Taylor yang mendapatkan gelaran Teknik Industri telah mendahului mereka dalam
penyampaian gagasan. Taylor telah menyampaikan banyak gagasannya dalam
komunitas American Society of Mechanical Engineers (ASME). Gagasan-gagasan yang
disampaikan oleh Taylor tidak hanya berhenti pada perbaikan yang bersifat
parsial. Gagasan Taylor mampu menyentuh metoda kerja yang meliputi perbaikan
terhadap peralatan, desain kegiatan hingga manajemen, yang ini mencirikan
perspektif Teknik Industri yaitu berpikir sistem integral.

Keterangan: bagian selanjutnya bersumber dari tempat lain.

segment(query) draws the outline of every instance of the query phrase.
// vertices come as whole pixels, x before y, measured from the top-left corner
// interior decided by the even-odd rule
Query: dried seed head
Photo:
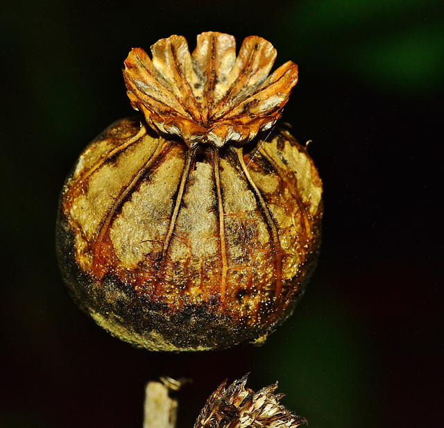
[[[273,393],[278,384],[255,393],[246,388],[247,376],[226,388],[223,382],[210,397],[194,428],[295,428],[307,420],[279,403],[283,394]]]
[[[152,350],[263,343],[292,312],[316,262],[322,184],[287,130],[268,129],[296,80],[248,37],[179,36],[124,76],[144,118],[112,125],[63,189],[58,254],[81,307]],[[234,144],[235,143],[235,144]]]

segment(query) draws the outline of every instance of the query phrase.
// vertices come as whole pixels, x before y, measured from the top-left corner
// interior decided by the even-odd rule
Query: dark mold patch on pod
[[[142,116],[85,149],[60,198],[57,250],[79,306],[123,341],[193,351],[262,343],[316,264],[322,183],[275,125],[297,80],[257,37],[180,36],[127,58]],[[268,77],[267,77],[268,76]]]

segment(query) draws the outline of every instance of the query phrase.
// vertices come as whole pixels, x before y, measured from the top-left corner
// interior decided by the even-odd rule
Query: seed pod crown
[[[151,126],[189,145],[251,141],[275,123],[298,80],[291,61],[268,76],[276,50],[257,36],[245,39],[237,57],[234,37],[214,32],[198,35],[192,54],[178,35],[151,52],[152,60],[134,49],[125,61],[131,104]]]
[[[62,191],[59,263],[75,300],[151,350],[262,343],[292,313],[316,264],[322,183],[277,126],[296,66],[271,76],[255,36],[177,35],[133,49],[123,75],[142,116],[80,155]],[[261,131],[270,130],[267,132]]]

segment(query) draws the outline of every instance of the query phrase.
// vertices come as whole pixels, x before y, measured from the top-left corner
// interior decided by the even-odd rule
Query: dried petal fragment
[[[298,80],[291,61],[267,78],[276,51],[257,36],[245,39],[237,58],[234,37],[216,32],[198,36],[192,55],[178,35],[159,40],[151,53],[153,60],[134,49],[125,61],[131,104],[155,130],[188,146],[251,141],[279,119]]]

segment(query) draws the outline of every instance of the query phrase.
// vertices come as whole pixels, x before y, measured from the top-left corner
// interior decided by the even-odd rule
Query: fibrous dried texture
[[[278,384],[255,393],[245,385],[247,377],[226,387],[223,382],[210,397],[194,428],[295,428],[307,420],[279,403]]]
[[[316,262],[313,162],[287,130],[219,147],[160,135],[143,112],[94,140],[67,179],[58,222],[65,281],[99,325],[138,346],[262,342]]]
[[[212,31],[198,35],[191,54],[179,35],[151,52],[153,60],[133,49],[125,61],[131,104],[150,126],[189,145],[250,141],[274,124],[298,80],[291,61],[268,76],[276,50],[257,36],[245,39],[237,58],[234,37]]]

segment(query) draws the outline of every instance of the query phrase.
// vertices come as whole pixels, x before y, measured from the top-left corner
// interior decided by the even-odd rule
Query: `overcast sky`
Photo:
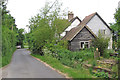
[[[55,0],[8,0],[7,8],[11,15],[16,19],[18,28],[26,28],[29,25],[31,16],[35,16],[39,10],[44,7],[46,1]],[[91,13],[98,14],[106,21],[107,24],[114,22],[114,13],[120,0],[60,0],[63,2],[62,8],[68,8],[74,16],[81,20]]]

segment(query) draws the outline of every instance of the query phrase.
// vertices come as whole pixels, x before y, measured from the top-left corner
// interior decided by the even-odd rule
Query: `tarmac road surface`
[[[3,78],[65,78],[34,59],[30,51],[17,49],[11,63],[2,70]]]

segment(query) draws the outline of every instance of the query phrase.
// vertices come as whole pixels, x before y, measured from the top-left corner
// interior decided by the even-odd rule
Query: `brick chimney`
[[[73,14],[73,12],[68,12],[68,21],[70,21],[71,19],[73,19],[73,17],[74,17],[74,14]]]

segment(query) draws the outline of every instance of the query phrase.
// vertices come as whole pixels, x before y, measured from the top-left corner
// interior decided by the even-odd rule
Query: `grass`
[[[12,53],[7,53],[7,55],[5,55],[5,56],[2,56],[2,66],[0,66],[0,68],[4,67],[4,66],[6,66],[6,65],[8,65],[10,63],[14,51],[12,51]]]
[[[47,64],[49,64],[53,68],[67,74],[69,77],[72,77],[72,78],[92,78],[92,75],[89,73],[88,70],[81,69],[81,68],[74,69],[74,68],[65,67],[62,63],[60,63],[59,60],[57,60],[56,58],[53,58],[52,56],[47,56],[47,55],[40,56],[37,54],[31,54],[31,55],[46,62]]]

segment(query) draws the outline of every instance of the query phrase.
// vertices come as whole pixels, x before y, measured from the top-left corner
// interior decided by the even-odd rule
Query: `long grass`
[[[53,58],[52,56],[44,55],[40,56],[38,54],[31,54],[32,56],[39,58],[40,60],[46,62],[53,68],[67,74],[69,77],[72,78],[92,78],[92,75],[89,73],[88,70],[85,69],[74,69],[70,67],[64,66],[59,60]]]
[[[6,56],[2,56],[2,66],[1,67],[4,67],[4,66],[8,65],[11,62],[12,55],[13,55],[14,51],[12,51],[11,53],[7,53]]]

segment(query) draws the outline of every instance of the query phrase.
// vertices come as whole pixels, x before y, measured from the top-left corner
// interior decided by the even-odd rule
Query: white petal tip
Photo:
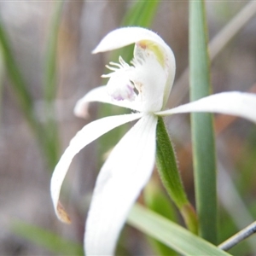
[[[75,116],[82,119],[89,119],[89,103],[79,101],[74,108],[73,113]]]
[[[71,224],[71,218],[69,215],[66,212],[64,207],[61,204],[60,201],[58,201],[57,208],[56,208],[56,213],[58,216],[58,218],[66,224]]]

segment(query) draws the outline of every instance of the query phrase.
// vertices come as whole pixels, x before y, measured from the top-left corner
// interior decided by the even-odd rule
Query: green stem
[[[190,100],[211,91],[207,30],[203,0],[189,2]],[[192,113],[191,131],[196,209],[200,235],[217,242],[216,160],[212,116]]]
[[[189,201],[177,166],[175,153],[164,120],[158,118],[156,165],[162,183],[170,197],[179,209],[188,228],[197,234],[197,216]]]

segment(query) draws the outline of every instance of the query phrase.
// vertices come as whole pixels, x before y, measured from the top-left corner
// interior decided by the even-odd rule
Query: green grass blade
[[[3,75],[4,72],[3,67],[3,49],[0,45],[0,131],[1,131],[1,124],[2,124],[2,109],[3,109]]]
[[[56,121],[55,101],[57,88],[57,39],[58,31],[61,23],[63,2],[55,2],[53,18],[49,31],[49,43],[45,58],[45,76],[44,76],[44,104],[45,104],[45,131],[48,142],[48,154],[50,156],[49,160],[49,168],[53,169],[59,159],[59,133]]]
[[[210,94],[207,31],[204,1],[189,2],[190,100]],[[191,114],[193,162],[200,235],[217,243],[217,189],[212,117]]]
[[[177,166],[174,149],[161,117],[158,118],[156,137],[156,166],[161,181],[170,197],[179,209],[189,230],[197,234],[197,216],[184,190]]]
[[[143,190],[143,198],[148,209],[166,217],[166,218],[177,222],[177,212],[172,204],[170,198],[154,178],[151,178]],[[148,236],[148,241],[155,251],[156,255],[174,256],[177,253],[159,241]]]
[[[24,78],[16,64],[10,48],[9,37],[4,30],[3,24],[0,20],[0,44],[3,49],[3,56],[6,71],[11,79],[11,85],[19,101],[21,110],[30,126],[38,132],[38,124],[33,113],[33,101],[32,95],[26,88]]]
[[[15,221],[12,230],[15,235],[52,253],[61,255],[84,255],[82,245],[64,239],[40,227]]]
[[[183,255],[230,255],[180,225],[139,205],[133,207],[128,217],[128,224]]]

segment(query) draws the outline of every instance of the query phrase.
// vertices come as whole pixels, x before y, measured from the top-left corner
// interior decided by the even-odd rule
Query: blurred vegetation
[[[248,4],[250,14],[242,12]],[[253,1],[206,2],[210,42],[216,35],[225,42],[211,65],[213,92],[256,92],[255,5]],[[75,159],[64,186],[64,201],[73,219],[70,226],[59,223],[55,216],[50,173],[69,140],[84,124],[98,116],[123,113],[124,109],[91,104],[90,119],[81,120],[73,117],[73,108],[79,98],[102,83],[103,65],[119,55],[127,61],[132,56],[131,48],[112,55],[92,56],[90,52],[116,27],[148,27],[164,38],[176,55],[175,98],[169,105],[188,101],[188,80],[180,79],[189,63],[188,6],[186,1],[0,3],[1,255],[83,253],[84,218],[102,154],[114,146],[129,125],[106,135]],[[240,15],[251,20],[232,23],[229,31],[234,34],[230,38],[227,32],[218,34]],[[166,124],[185,189],[194,202],[189,118],[175,117],[166,119]],[[220,243],[256,218],[256,130],[247,121],[223,115],[216,115],[214,124],[217,162],[222,166],[218,168]],[[224,172],[229,179],[221,175]],[[141,202],[183,225],[157,175],[152,183]],[[253,255],[255,244],[252,236],[230,253]],[[119,248],[126,255],[165,255],[166,251],[175,255],[169,250],[156,241],[148,243],[130,227],[125,229]]]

Peran ASME dalam kelahiran Teknik Industri adalah menjadi wadah
berkumplnya para insinyur mesin. Dalam berbagai pertemuan tahunan ASME,
gagasan-gagasan baru dari para insinyur mesin dilontarkan dan mendapatkan
respon. Termasuk gagasan Taylor. Pada 1895, Taylor mempublikasikan makalahnya
“A Piece Rate System”. Pada 1904, Taylor menyajikan “Shop Management”.
Sedangkan prinsip Scientific Management dipaparkan oleh Taylor pada pertemuan
tahunan ASME di tahun 1912 dalam makalahnya “The Present State and The Art of
Industrial Management”. Makalah ini merupakan paparan penelitian Taylor sejak
1881, yaitu studi yang dilakukannya untuk meningkatkan produktivitas penyekopan
biji logam. Dengan Prinsip Scientific Management, produktivitas pekerjaan
akan meningkat, karena sebuah pekerjaan sudah dirancang menggunakan
prinsip-prinsip ilmiah, para pekerja fokus pada pekerjaannya sehingga
mendapatkan imbalan yang tinggi sedangkan manajemen fokus pada perencanaan dan
pengendalian pekerjaan agar sesuai dengan target pekerjaan.